By the time Singer made that statement, the traditional folkways of Yiddish life had been breaking down for over a century. The texts that comprise Udel’s anthology are a window into what came after. In the great tradition of the Yiddish Haskole (Enlightenment), these poems and stories, many crafted by pedagogues and other professionals in the field of children’s literature, were meant to serve as part of the child’s development. They weren’t lesson plans but material for children to explore by themselves.

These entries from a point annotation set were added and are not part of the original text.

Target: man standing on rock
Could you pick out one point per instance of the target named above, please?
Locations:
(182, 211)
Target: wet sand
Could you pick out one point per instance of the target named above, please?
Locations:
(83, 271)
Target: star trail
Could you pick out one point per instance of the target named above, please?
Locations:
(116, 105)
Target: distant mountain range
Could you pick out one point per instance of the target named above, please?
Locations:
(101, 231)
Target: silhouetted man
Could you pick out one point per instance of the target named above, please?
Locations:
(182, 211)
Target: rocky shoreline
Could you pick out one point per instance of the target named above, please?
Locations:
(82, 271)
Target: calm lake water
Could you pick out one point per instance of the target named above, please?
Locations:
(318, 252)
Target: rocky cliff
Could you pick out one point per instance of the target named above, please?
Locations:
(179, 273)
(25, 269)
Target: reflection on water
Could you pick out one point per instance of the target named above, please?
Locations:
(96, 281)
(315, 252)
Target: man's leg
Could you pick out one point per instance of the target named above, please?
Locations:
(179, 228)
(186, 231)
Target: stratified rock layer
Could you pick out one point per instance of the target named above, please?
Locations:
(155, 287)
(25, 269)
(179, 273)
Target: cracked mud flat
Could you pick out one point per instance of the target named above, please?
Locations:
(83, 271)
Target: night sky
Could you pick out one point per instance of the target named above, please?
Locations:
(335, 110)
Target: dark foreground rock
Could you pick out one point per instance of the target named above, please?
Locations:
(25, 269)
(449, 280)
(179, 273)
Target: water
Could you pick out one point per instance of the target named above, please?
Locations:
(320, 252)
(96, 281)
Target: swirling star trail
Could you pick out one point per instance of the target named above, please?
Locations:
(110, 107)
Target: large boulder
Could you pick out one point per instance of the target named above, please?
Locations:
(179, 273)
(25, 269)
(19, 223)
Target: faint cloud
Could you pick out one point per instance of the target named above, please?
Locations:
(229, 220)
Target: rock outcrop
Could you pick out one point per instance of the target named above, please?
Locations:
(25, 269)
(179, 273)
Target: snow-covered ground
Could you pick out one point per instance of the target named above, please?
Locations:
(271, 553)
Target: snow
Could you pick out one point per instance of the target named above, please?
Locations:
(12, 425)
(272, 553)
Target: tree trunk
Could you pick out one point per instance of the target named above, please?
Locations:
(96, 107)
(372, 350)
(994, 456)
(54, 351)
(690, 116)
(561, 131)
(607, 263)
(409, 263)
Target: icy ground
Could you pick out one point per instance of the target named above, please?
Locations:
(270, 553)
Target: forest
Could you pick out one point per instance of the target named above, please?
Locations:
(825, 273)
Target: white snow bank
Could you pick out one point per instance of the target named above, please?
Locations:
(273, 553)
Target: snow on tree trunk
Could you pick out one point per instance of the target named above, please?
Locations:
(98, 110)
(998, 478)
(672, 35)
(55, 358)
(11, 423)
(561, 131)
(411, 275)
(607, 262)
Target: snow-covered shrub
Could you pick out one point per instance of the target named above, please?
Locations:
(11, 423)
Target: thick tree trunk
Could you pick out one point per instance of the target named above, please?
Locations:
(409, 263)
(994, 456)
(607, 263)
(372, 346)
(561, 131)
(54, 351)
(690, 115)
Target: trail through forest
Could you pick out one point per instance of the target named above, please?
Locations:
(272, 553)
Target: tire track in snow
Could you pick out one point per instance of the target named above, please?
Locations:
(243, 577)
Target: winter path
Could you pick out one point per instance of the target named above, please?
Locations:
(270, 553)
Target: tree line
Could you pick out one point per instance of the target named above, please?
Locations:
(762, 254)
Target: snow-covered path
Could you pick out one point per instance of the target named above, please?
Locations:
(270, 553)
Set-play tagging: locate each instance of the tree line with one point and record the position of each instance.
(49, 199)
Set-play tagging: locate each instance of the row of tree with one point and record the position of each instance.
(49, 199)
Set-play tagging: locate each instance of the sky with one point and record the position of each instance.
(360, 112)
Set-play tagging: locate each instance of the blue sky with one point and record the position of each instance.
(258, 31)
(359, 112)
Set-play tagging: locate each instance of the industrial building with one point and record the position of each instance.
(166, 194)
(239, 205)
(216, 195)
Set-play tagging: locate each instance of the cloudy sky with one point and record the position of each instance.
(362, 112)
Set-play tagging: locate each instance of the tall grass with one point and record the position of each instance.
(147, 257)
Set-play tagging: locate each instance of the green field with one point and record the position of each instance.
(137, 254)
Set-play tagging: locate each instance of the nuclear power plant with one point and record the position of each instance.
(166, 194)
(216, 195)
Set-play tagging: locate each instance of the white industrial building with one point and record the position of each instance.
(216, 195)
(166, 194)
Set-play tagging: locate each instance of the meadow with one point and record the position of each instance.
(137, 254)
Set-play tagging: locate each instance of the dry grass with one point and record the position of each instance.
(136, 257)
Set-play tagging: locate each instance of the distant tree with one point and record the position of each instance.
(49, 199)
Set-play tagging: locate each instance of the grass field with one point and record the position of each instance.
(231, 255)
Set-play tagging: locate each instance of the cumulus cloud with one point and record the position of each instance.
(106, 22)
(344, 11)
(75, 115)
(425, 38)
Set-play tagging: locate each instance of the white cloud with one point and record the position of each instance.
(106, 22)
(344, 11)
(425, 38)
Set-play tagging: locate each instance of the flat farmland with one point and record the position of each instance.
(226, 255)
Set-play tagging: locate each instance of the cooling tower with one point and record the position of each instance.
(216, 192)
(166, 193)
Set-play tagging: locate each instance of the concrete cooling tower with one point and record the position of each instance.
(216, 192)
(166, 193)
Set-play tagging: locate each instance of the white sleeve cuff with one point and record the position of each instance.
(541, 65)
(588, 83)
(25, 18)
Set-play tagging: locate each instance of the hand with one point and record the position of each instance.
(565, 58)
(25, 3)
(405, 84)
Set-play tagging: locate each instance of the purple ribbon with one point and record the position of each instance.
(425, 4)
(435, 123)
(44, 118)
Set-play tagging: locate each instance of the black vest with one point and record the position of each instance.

“Again and again,” Udel writes, “these stories illustrate the disruption posed by radical kindness—a powerful form of social intervention that children can enter into fully and even initiate on their own.” Udel’s “radical kindness” is a compelling framework, one that aptly captures the universality of these stories. But we should also go a step further and accept the full implications of Udel’s anthology. If there was such a thing as a “Yiddish mentality,” if it still existed in 1978, then it existed in large part because of stories like these and what they taught these earliest readers. Ironically, this means that Singer’s last remaining reason for writing for children—”Children don’t read to find their identity”—was wrong.